Why No *Interesting* Unaligned Singularity?

Putting two matching ideas I’ve encountered together.

The Question:

agentofuser:

Considering all humans dead, do you still think it’s going to be the boring paperclip kind of AGI to eat all reachable resources? Any chance that inscrutable large float vectors and lightspeed coordination difficulties will spawn godshatter AGI shards that we might find amusing or cool in some way? (Value is fragile notwithstanding)

Eliezer Yudkowsky:

Yep and nope respectively. That’s not how anything works.

Yudkowsky’s confidence here puzzled me at first. Why be so sure that powerful ML training won’t even produce something interesting from the human perspective?

Admittedly, the humane utility function is very particular and not one we’re likely to find easily. And a miss in modeling it along plenty of value dimensions would mean a future optimized into a shape we see no value in. But what rules out a near miss in modeling the humane utility function, a miss along other value dimensions, that loses some but not all of what humanity cares about? A near miss would entail some significant loss of value and interestingness from our perspective—but it’d still be somewhat interesting.

The Answer:

Scott Alexander:

The base optimizer is usually something stupid that doesn’t “know” in any meaningful sense that it has an objective—eg evolution, or gradient descent.
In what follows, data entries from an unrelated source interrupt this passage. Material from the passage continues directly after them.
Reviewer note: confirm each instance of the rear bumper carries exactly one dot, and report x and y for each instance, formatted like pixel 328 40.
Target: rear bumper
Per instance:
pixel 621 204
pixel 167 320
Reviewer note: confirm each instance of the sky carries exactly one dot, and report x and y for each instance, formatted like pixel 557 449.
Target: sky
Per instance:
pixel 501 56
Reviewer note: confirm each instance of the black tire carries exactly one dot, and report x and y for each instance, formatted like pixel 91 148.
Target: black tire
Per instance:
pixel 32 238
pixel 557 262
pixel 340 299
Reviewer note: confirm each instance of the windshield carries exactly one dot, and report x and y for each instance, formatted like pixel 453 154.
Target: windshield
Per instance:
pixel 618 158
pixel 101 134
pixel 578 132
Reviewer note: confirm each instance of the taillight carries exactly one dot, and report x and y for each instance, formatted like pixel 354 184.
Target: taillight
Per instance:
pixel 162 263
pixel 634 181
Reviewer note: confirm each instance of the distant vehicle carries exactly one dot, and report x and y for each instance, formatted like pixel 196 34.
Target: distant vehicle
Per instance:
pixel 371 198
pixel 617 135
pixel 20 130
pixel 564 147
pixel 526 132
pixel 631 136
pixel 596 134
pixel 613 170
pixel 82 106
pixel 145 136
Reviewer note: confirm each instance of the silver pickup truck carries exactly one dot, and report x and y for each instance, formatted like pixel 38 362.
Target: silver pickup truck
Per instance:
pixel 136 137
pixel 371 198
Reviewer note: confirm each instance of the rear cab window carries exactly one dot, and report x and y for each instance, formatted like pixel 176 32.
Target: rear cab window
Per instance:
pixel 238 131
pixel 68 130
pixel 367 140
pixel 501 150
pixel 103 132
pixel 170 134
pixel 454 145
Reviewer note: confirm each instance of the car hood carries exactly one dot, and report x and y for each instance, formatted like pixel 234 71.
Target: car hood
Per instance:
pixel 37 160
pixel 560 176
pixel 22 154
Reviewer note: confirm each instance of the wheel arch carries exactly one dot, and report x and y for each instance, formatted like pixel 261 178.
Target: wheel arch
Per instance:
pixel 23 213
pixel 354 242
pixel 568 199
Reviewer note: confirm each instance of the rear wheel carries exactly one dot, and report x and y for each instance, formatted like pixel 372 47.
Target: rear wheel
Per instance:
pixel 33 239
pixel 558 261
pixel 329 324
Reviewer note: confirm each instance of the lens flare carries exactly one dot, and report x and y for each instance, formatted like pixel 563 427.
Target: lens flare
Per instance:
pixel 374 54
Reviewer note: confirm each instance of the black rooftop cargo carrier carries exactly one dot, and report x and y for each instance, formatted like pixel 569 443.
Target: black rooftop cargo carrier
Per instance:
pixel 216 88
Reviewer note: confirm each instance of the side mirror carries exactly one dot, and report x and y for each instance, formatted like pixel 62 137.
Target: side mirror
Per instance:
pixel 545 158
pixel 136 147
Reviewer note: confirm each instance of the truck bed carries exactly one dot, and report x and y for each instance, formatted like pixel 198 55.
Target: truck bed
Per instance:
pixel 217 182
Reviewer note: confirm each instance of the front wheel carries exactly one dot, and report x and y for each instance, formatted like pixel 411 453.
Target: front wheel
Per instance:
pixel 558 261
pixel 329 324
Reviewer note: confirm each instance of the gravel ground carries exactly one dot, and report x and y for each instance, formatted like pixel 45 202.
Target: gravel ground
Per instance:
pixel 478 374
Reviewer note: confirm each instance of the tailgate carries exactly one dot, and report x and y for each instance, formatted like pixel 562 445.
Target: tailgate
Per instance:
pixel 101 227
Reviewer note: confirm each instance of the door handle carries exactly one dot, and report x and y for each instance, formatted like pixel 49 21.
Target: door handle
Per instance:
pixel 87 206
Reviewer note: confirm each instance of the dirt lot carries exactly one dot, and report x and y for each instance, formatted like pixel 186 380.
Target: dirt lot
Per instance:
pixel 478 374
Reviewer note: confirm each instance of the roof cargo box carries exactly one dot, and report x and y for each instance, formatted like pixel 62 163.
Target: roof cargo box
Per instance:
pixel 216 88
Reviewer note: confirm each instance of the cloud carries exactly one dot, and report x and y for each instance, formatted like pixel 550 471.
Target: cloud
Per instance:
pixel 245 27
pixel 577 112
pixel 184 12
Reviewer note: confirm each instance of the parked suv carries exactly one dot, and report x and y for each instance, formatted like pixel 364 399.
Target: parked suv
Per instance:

The first thing it hits upon which does a halfway decent job of optimizing its target will serve as a mesa-optimizer objective. There’s no good reason this should be the real objective. In the human case, it was “a feeling of friction on the genitals”, which is exactly the kind of thing reptiles and chimps and australopithecines can understand. Evolution couldn’t have lucked into giving its mesa-optimizers the real objective (“increase the relative frequency of your alleles in the next generation”) because a reptile or even an australopithecine is millennia away from understanding what an “allele” is.

Even a “near miss” model is impossibly tiny in simplicity-weighted model space. A search algorithm with a simplicity bias isn’t going to stumble all the way over to that particular model when so many other far-simpler models will perform just as well.

But isn’t there some chance that ML training will happen to find a near-miss model anyways?

No. That forlorn hope is something you couldn’t ever expect given those premises, like, e.g., hoping countertop puddles will spontaneously reassemble into ice cubes, once you know thermodynamics. An agent that wants to maximize its inclusive genetic fitness just wasn’t an option for evolution, and having interesting utility functions won’t be an option for powerful ML training on an arbitrary task without seriously altering how we do that kind of search to make it so.